One aspect of yoga, on the physical level, is that it involves low-impact exercise that combines flexibility and strength training. A regular yoga practice can help lower your risk of heart disease, because it will improve your body mass index and lower blood pressure and heart rate. If you don’t have time or the resources to go to a yoga class three times a week, again, you might like to consider learning poses and doing them in the privacy of your own home.

Core and Foundation Exercises To Help Prevent Lower Back Pain

Core exercises and Foundation Training are important contributors to reducing your potential for experiencing lower back pain and other chronic pain issues. Foundation Training involves the use of structural movements to help realign your posture, focusing on your core muscles. The exercises train your posterior chain muscles to work together, thus reducing your risk of lower back pain.

Foundation Training was developed by Dr. Eric Goodman after being told spinal surgery was his only option. His program teaches you how to optimise your posture and reduce your risk of injury by moving your body the way it was designed to. The program incorporates movements to help you move and breathe better, and does not require a gym membership or any type of specialised equipment.

Your core muscles, those surrounding your abdomen and back, can also be improved by attending regular Pilates classes, doing kettlebell exercises, or simple body-weight exercises such as the plank.
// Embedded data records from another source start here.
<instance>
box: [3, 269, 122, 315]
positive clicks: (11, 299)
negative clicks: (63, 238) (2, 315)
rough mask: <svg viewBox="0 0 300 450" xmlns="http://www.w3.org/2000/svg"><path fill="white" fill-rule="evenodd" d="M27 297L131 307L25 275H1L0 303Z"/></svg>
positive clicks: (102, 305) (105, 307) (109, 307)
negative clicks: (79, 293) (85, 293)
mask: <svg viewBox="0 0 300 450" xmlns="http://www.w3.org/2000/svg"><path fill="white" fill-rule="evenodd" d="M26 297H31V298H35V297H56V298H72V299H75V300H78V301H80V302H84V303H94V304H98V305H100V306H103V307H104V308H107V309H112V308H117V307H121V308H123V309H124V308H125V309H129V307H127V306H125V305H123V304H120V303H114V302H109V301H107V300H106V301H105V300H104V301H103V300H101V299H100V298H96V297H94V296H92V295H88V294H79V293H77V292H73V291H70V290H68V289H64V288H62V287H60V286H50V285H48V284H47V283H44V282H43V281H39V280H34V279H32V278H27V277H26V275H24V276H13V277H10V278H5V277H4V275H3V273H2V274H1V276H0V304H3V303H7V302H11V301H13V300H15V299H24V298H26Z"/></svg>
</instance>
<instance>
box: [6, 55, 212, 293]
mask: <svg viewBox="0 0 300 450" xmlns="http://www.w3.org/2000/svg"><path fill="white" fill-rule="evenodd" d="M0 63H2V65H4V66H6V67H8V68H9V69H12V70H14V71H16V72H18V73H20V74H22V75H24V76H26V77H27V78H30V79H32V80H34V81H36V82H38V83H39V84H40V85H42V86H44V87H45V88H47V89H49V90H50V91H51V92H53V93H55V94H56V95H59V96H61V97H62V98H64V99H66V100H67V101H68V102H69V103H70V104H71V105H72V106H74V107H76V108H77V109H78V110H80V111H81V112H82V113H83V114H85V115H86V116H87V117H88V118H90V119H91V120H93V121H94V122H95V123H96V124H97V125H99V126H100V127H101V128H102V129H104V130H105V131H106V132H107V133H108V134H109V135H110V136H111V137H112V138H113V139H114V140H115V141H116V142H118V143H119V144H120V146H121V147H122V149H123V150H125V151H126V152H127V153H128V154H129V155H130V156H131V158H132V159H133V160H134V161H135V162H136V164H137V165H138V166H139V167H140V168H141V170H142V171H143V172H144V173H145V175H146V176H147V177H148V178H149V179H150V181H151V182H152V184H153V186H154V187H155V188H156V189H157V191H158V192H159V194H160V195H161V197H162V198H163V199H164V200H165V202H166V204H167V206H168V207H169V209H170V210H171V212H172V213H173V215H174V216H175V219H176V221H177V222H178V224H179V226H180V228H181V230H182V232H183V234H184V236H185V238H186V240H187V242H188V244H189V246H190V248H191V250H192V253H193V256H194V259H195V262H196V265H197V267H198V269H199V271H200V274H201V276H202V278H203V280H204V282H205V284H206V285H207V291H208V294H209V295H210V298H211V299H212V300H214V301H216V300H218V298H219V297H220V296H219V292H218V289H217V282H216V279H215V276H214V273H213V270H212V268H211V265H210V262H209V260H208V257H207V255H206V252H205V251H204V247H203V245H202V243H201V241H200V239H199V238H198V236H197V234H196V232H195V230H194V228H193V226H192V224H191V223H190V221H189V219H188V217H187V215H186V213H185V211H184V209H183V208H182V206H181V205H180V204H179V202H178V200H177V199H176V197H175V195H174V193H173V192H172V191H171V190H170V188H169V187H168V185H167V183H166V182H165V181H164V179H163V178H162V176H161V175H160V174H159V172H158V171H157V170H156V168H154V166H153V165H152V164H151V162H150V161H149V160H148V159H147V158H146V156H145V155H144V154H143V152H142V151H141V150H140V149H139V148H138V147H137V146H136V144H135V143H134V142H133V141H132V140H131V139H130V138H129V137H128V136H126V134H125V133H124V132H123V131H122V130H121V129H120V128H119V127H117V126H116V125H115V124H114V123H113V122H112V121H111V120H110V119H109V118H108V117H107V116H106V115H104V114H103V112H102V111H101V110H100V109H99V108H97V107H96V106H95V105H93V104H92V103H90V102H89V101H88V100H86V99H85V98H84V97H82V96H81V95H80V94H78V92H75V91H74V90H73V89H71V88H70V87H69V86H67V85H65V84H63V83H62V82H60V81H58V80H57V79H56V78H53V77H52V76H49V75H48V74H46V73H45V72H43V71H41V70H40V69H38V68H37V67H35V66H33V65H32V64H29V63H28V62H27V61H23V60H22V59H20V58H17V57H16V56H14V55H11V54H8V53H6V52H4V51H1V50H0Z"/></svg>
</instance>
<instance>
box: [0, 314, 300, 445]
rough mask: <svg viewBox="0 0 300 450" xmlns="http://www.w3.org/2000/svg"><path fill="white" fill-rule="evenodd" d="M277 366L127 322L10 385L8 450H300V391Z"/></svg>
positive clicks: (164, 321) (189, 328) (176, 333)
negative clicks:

Each of these exercises can be done at home or at the gym.

All of these exercises are important because they can help get to the root cause of many types of physical pain, which typically are triggered by improper posture.

As you teach your body to work against gravity in the way it was designed, you’ll do more than build core strength. You will also experience less pain and a greater ability to go about your daily activities.